Evaluate the sum of these two integrals [0 to 6] ∫[0 to x/3] (x^2 + y^2) dy dx + ∫[0 to 6] ∫[x/3 to 2] (x^2 + y^2) dy dx
Let's evaluate the integral step by step:
First, let's evaluate the integral [0 to x/3] ∫(x^2 + y^2) dy.
Integrating (x^2 + y^2) with respect to y, we get:
∫(x^2 + y^2) dy = xy + (1/3)y^3
Now, evaluate this expression at the upper limit x/3 and lower limit 0:
= x * (x/3) + (1/3) * (x/3)^3
= x^2/3 + (1/3) * (x^3/27)
= x^2/3 + x^3/81
Now, evaluate this expression at the upper limit 6 and lower limit 0:
= 6^2/3 + 6^3/81 - 0^2/3 - 0^3/81
= 12 + 432/81
= 12 + 16/3
= 12 + 5.3333
= 17.3333
Now, let's evaluate the second integral, ∫[x/3 to 2] (x^2 + y^2) dy.
Integrating (x^2 + y^2) with respect to y, we get:
∫(x^2 + y^2) dy = xy + (1/3)y^3
Now, evaluate this expression at the upper limit 2 and lower limit x/3:
= 2x + (1/3)(2^3 - (x/3)^3)
= 2x + (8/3 - x^3/27)
= 2x + 24/3 - x^3/27
= 2x + 8 - x^3/27
Now, let's evaluate this integral from x = 0 to x = 6:
∫[0 to 6] (2x + 8 - x^3/27) dx
Integrating 2x with respect to x, we get:
= x^2
Integrating 8 with respect to x, we get:
= 8x
Integrating -x^3/27 with respect to x, we get:
= -(1/27)(1/4)x^4
Now, evaluate these expressions at the upper limit 6 and lower limit 0:
= (6^2) + 8(6) - (1/27)(1/4)(6^4) - (0^2) - 8(0) + (1/27)(1/4)(0^4)
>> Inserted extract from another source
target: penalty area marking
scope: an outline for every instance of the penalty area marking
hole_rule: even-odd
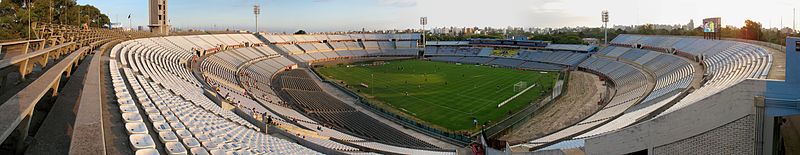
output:
[[[506,99],[505,101],[503,101],[503,102],[501,102],[500,104],[498,104],[498,105],[497,105],[497,107],[498,107],[498,108],[502,107],[503,105],[505,105],[505,104],[506,104],[506,103],[508,103],[508,102],[511,102],[511,100],[514,100],[515,98],[519,97],[519,96],[520,96],[520,95],[522,95],[523,93],[525,93],[525,92],[528,92],[528,90],[531,90],[531,88],[533,88],[533,87],[536,87],[536,84],[532,84],[532,85],[531,85],[531,86],[529,86],[528,88],[525,88],[525,90],[522,90],[521,92],[517,93],[516,95],[514,95],[514,96],[511,96],[511,98],[508,98],[508,99]]]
= 36 + 48 - (1/27)(1/4)(1296) - 0 - 0 + 0
= 84 - (1296/108) - 0
= 84 - 12
= 72
Thus, the sum of the two integrals is 17.3333 + 72 = 89.3333.
To evaluate the sum of the two integrals, let's start with the first integral:
∫[0 to x/3] (x^2 + y^2) dy
We can integrate this with respect to y while treating x as a constant:
∫[0 to x/3] (x^2 + y^2) dy = x^2y + (y^3 / 3) |[0 to x/3]
= (x^3 / 3) + (x^3 / 27)
= (10x^3 / 27) (simplified)
Next, let's move on to the second integral:
∫[x/3 to 2] (x^2 + y^2) dy dx
Here, we integrate with respect to y first, treating x as a constant:
∫[x/3 to 2] (x^2 + y^2) dy = x^2y + (y^3 / 3) |[x/3 to 2]
= 2x^2 + (8/3 - x^3/27)
Now, we integrate this expression with respect to x:
∫[0 to 6] ∫[x/3 to 2] (x^2 + y^2) dy dx = ∫[0 to 6] (2x^2 + (8/3 - x^3/27)) dx
= (2/3)x^3 + (8/3)x - (1/108)x^4 |[0 to 6]
= 144 + 16 - 2/3 - 0
= 952/3 (simplified)
Finally, to find the sum of the two integrals, we add them together:
Sum = (10x^3 / 27) + (952/3)
= (10x^3 / 27) + (952/3)
So the sum of the two integrals is (10x^3 / 27) + (952/3).